Christmas is one month from today!
I always look forward to the Christmas season with a mix of excitement and dread. Dread because with 1) the Thanksgiving service to plan, 2) the Christmas Eve service to plan, 3) the Advent readers to schedule (for both services), 4) the church Christmas decorations to plan, 5) my OWN decorations, 6) my choir concert to prepare for, 7) added Saturday rehearsals for my concert, 8) costumes fittings (two so far) for the next opera, 9) parties, 10) tons of baking, 11) a three-day trip to Vegas, 12) Christmas shopping, wrapping, and cards, 13) all my department's decorations to plan (and we would have to pick a "Nightmare Before Christmas" theme - sheesh!), and...what am I forgetting?...oh, that's right!... 14) I'm redecorating my bathroom and kitchen!
What was I thinking?
Truthfully, this is the same schedule I have every year. It just looks humbling when written out like that, doesn't it? I don't know what possessed me to redecorate precisely at this time of year, although my sister did say that new kitchen and bathroom colors gave her some good gift ideas. Always willing to please, that's me.
I look at my calendar and almost every single evening and weekend, starting from about a week ago, is full. I've become proficient at managing my time, but still, every year I say I'm going to cut back.

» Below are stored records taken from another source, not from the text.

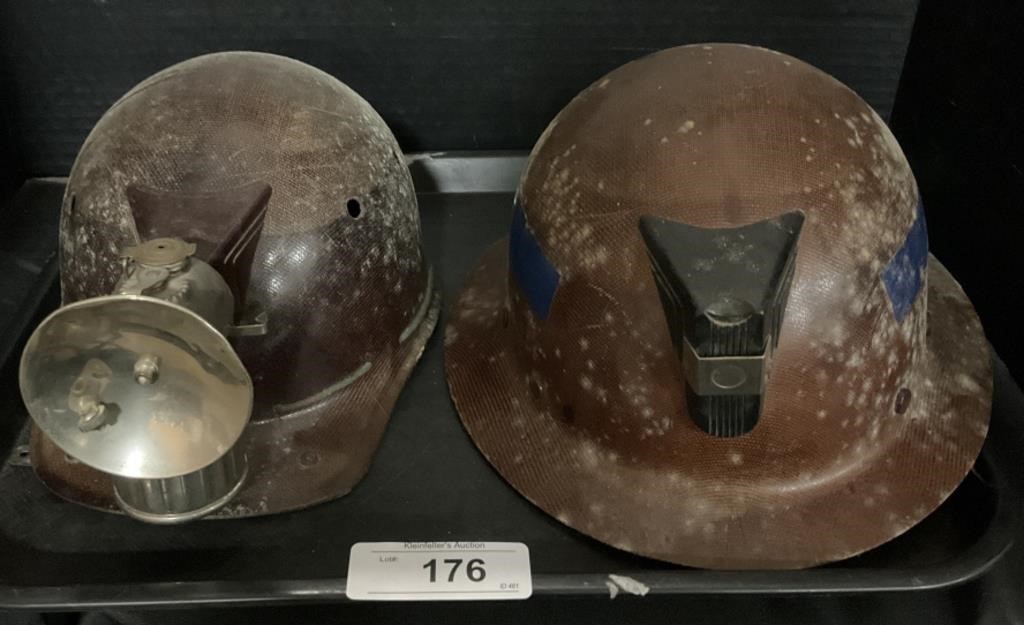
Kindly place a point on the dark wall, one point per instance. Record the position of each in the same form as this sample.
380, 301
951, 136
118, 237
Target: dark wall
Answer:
958, 117
445, 74
11, 172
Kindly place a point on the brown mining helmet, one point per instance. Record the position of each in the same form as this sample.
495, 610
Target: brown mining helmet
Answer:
714, 335
236, 196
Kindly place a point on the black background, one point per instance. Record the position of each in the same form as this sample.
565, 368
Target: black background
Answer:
458, 75
444, 74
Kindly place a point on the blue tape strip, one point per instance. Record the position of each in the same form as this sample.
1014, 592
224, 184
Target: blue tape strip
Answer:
904, 275
535, 274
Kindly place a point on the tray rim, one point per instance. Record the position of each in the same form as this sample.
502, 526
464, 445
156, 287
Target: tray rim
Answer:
457, 173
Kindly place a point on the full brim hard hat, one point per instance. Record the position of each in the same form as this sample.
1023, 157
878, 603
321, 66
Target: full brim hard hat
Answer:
683, 500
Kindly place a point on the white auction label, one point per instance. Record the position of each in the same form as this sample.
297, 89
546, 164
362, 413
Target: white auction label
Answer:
438, 571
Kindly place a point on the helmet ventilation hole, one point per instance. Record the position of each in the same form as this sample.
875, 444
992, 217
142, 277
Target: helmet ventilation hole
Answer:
535, 389
902, 401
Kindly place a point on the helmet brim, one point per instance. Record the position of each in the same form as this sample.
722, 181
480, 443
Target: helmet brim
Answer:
685, 512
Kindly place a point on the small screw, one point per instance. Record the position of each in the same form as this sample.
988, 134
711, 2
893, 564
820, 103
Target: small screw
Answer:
146, 369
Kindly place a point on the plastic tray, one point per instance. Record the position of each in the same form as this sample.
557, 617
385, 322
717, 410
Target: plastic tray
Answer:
427, 481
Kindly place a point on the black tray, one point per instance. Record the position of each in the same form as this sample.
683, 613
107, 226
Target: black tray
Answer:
427, 481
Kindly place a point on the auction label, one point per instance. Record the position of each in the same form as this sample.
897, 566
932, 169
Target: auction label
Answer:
438, 571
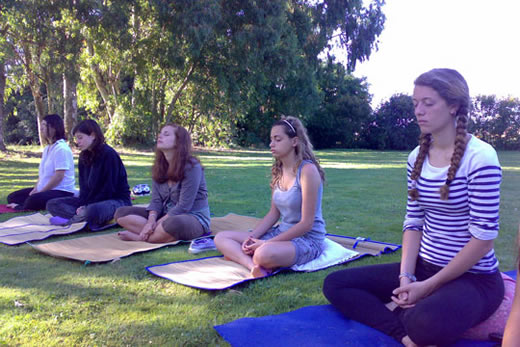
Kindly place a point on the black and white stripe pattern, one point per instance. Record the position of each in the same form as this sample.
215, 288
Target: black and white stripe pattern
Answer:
471, 210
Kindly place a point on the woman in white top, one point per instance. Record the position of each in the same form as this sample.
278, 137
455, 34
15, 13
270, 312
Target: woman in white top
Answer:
56, 172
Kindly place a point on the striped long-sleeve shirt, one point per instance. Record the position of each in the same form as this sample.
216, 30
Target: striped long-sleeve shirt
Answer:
471, 210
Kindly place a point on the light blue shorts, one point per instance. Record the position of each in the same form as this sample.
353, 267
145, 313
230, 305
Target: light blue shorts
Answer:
306, 248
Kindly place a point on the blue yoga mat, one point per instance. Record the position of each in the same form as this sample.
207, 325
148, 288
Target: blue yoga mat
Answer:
312, 326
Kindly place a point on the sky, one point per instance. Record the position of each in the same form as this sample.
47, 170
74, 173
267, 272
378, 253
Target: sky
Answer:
479, 38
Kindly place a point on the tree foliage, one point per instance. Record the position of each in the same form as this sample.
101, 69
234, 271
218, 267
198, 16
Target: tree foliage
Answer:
223, 69
392, 125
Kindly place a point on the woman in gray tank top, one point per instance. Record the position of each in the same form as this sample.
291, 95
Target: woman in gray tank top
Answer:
297, 185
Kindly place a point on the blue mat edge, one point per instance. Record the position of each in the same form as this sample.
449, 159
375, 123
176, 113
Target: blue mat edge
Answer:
219, 328
385, 251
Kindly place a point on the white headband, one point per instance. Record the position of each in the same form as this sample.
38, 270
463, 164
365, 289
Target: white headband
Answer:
290, 125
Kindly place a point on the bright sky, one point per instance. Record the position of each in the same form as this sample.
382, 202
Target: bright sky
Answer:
479, 38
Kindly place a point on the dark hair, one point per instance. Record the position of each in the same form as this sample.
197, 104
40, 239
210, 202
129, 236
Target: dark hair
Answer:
161, 169
54, 121
89, 127
294, 128
451, 87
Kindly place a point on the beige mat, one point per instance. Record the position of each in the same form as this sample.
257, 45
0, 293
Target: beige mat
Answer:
33, 227
215, 273
107, 247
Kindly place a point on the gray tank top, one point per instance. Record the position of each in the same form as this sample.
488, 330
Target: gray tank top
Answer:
289, 203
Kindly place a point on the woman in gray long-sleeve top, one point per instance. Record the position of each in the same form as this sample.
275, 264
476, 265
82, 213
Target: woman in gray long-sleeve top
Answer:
179, 208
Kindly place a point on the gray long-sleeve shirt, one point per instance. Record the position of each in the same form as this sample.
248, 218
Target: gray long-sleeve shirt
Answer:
186, 196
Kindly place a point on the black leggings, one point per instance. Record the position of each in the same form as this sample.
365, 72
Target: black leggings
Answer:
36, 201
441, 318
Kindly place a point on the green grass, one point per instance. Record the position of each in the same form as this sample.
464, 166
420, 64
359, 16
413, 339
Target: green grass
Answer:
69, 303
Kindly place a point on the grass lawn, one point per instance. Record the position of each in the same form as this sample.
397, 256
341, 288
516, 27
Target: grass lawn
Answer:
62, 302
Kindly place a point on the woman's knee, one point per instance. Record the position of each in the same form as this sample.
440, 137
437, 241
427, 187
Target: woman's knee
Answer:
266, 256
122, 212
183, 227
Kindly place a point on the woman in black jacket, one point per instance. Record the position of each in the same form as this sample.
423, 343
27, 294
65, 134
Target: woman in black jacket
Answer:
103, 185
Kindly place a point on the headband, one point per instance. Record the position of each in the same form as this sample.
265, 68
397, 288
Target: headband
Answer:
290, 126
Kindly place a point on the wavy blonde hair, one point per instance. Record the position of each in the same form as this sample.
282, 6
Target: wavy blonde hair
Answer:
293, 127
452, 87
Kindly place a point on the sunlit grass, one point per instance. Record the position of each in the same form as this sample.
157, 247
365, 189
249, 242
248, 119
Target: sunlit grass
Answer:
63, 302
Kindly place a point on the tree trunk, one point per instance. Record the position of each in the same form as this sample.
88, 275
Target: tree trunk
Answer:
70, 103
35, 89
100, 82
2, 95
179, 91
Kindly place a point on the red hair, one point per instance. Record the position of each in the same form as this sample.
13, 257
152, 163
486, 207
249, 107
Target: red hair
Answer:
161, 169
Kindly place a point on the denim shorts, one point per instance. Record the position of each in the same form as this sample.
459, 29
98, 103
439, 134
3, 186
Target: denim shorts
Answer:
306, 248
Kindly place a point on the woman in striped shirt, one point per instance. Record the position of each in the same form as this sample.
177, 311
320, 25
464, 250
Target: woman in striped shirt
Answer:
448, 279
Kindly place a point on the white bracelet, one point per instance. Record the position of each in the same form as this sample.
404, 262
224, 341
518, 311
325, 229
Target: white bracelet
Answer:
408, 275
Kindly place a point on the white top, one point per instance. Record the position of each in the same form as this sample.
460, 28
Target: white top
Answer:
57, 156
471, 210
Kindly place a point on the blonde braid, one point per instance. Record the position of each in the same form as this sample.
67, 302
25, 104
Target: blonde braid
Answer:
458, 153
425, 141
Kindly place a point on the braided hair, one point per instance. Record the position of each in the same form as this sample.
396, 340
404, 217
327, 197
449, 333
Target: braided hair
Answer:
293, 127
452, 87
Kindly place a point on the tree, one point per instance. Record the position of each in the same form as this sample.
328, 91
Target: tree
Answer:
344, 108
2, 98
393, 125
496, 121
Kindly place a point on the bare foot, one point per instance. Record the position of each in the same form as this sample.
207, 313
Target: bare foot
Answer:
391, 305
128, 236
258, 271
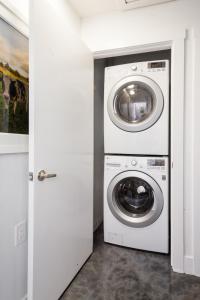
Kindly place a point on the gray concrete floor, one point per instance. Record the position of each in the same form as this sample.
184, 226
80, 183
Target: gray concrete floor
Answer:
117, 273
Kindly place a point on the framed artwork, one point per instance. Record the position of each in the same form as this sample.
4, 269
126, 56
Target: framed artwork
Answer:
14, 80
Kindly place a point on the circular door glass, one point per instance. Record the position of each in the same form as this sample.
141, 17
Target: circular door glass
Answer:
134, 196
134, 102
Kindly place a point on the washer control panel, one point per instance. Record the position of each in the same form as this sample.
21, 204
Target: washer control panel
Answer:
157, 163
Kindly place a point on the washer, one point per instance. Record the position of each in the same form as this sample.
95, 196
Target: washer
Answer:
136, 108
136, 202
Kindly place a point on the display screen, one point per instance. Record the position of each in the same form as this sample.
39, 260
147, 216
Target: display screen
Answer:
157, 64
156, 162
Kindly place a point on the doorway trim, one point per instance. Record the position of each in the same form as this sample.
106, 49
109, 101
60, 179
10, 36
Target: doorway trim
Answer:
177, 45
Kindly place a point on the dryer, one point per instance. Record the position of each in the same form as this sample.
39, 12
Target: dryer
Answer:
136, 202
136, 108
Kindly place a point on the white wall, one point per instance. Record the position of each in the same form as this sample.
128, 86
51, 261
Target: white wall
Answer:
20, 7
13, 197
13, 209
145, 25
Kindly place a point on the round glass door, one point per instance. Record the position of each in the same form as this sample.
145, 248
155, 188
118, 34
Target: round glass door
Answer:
135, 103
134, 196
135, 199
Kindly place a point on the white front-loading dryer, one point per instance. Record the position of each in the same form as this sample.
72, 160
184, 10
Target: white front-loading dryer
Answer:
136, 108
136, 202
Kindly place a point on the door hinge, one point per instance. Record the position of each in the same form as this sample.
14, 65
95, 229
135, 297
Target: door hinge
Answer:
30, 176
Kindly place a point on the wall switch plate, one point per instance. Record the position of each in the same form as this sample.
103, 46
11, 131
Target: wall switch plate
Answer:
20, 233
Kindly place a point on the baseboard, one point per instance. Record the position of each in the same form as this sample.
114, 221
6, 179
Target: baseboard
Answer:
189, 265
25, 298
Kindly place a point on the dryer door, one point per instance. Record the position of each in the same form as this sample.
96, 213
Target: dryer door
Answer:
135, 103
135, 199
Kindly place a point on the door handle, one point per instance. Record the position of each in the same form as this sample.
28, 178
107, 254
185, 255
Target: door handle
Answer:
42, 175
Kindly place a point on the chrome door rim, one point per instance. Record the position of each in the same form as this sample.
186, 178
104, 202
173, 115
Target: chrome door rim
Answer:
132, 221
115, 118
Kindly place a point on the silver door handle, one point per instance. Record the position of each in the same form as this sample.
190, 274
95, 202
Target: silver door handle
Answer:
42, 175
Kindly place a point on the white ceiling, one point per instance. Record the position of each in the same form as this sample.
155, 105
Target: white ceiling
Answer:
87, 8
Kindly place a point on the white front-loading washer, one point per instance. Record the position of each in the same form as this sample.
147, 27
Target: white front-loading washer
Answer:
136, 108
136, 202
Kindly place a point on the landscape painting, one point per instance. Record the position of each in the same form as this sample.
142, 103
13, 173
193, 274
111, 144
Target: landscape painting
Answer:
14, 80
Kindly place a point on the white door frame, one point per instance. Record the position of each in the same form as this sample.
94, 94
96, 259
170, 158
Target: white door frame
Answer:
177, 46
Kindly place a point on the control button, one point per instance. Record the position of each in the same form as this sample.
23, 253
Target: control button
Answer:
134, 67
134, 163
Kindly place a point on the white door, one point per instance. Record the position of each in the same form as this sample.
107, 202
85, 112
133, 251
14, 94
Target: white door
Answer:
61, 143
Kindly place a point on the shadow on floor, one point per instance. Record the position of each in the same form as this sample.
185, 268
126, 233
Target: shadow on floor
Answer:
117, 273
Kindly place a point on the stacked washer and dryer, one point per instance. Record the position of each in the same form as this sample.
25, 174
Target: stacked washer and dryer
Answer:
136, 144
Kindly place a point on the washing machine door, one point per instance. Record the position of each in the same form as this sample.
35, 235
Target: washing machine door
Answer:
135, 199
135, 103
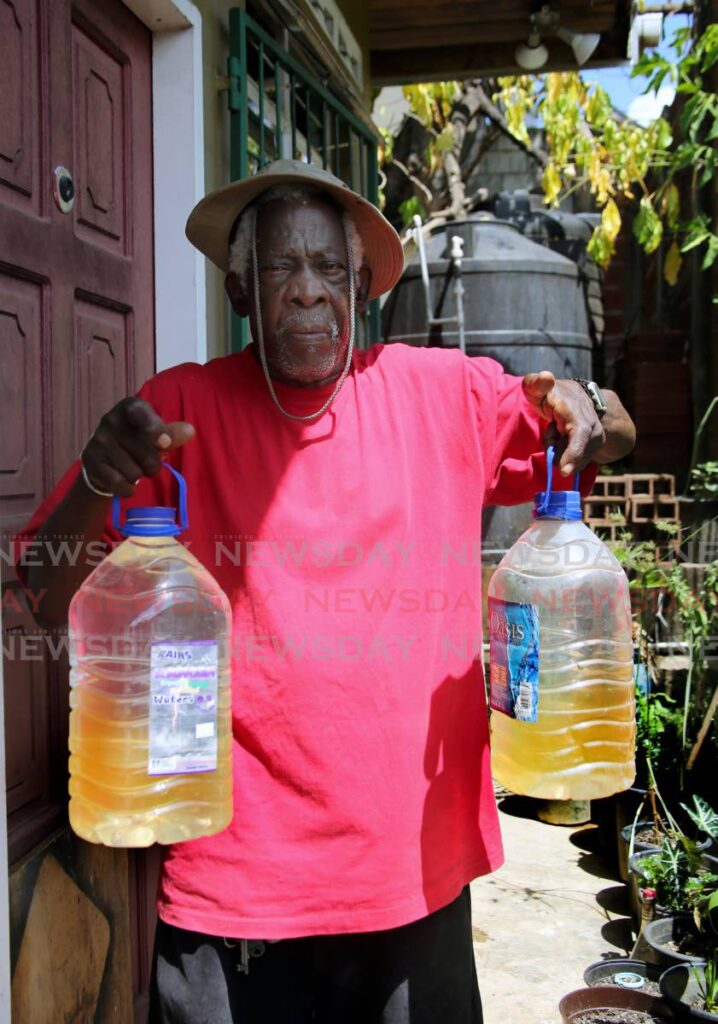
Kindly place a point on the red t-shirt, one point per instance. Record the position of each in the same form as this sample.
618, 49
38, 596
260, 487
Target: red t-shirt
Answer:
349, 548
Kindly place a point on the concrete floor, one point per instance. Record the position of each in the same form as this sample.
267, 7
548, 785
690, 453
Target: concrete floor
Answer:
553, 908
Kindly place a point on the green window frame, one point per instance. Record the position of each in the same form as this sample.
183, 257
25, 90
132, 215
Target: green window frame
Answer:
279, 111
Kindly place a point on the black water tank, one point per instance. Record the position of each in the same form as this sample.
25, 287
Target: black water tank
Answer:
523, 306
523, 303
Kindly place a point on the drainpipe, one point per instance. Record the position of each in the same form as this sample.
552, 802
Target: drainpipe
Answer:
457, 255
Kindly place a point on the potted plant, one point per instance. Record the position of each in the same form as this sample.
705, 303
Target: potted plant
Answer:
692, 989
594, 1006
685, 938
679, 866
625, 973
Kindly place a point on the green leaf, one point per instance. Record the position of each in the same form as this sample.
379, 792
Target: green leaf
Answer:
664, 135
409, 208
647, 226
712, 253
671, 267
703, 816
671, 205
445, 141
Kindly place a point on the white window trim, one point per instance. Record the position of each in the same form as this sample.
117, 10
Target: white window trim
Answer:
180, 303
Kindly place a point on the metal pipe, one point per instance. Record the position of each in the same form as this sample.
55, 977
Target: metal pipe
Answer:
457, 256
457, 253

But then, every year I wonder...what to cut out?
Dropping out of choir or the opera doesn't seem like much fun. After all, those are really the things that keep me sane. Rehearsing, performing, and spending time with my church and opera friends never fails to calm me down and cheer me up.
I don't want to cut any of the Christmas life out of my own home and personal life, either; no decorations? No tree? No boat parade? No cocoa in a paper cup that keeps slipping through your wooly-mittened hands as you wander the streets admiring Christmas lights in the festive parts of town? It's worth it to stay up until the wee small hours decorating the tree, if you ask me. Not to mention the joy Cosette gets out of eating plastic gumballs and pine needles.
Not go to parties that my closest friends throw? Not bake, when already I've had requests for mince pies, bourbon balls, candied nuts and macaroons? If you can't take time to enjoy the holiday with your friends, you're far too busy, indeed.
Half of the things on my list are church related. But how could I cut church out of Christmas?
Maybe I'll give up the Thanksgiving service and the Advent readers, but for the past 10 years or so one of my favorite parts of the season is getting up early on Christmas Eve day and going to the church to decorate for that night's service. It's cool and quiet and very, very still. I line all the wooden ledges with candles, check the Advent wreath, put up the Christmas Eve banners, and decorate the narthex with a truly beautiful wooden nativity scene. I put holly and ivy on the altar, and water all the poinsettias and pine and rosemary plants. I put boxes of candles by the doors; they get handed to people as they come in, and are lit during "Silent Night." Finally, I drag out the metal, sparkly luminaries and put fresh tea lights in them. I'm covered in glitter by the time I'm done. I set them by the door, and know that in another 12 hours I'll be back and I'll set them outside, and they'll light the way into the Christmas Eve service for my friends and church family members.
That's what Christmas is all about, Charlie Brown.
Well, it's settled then. Next year...I don't volunteer to all the office decorating!
And most definitely, no remodeling!
You have the Christmas spirit! It's all about enjoying the things and people you love. Too many people get wrapped up (no pun intended) in the material stuff. It's great to give and receive gifts, but sad when that's all the season means.
I wonder if the gradual lengthening of the shopping season has something to do with it. If Christmas started after Thanksgiving and ended in late December, it would only be a month long. But as it is now, it starts in August!
I do enjoy looking at Christmas lights and hanging out with you, though. That IS what Xmas is all about.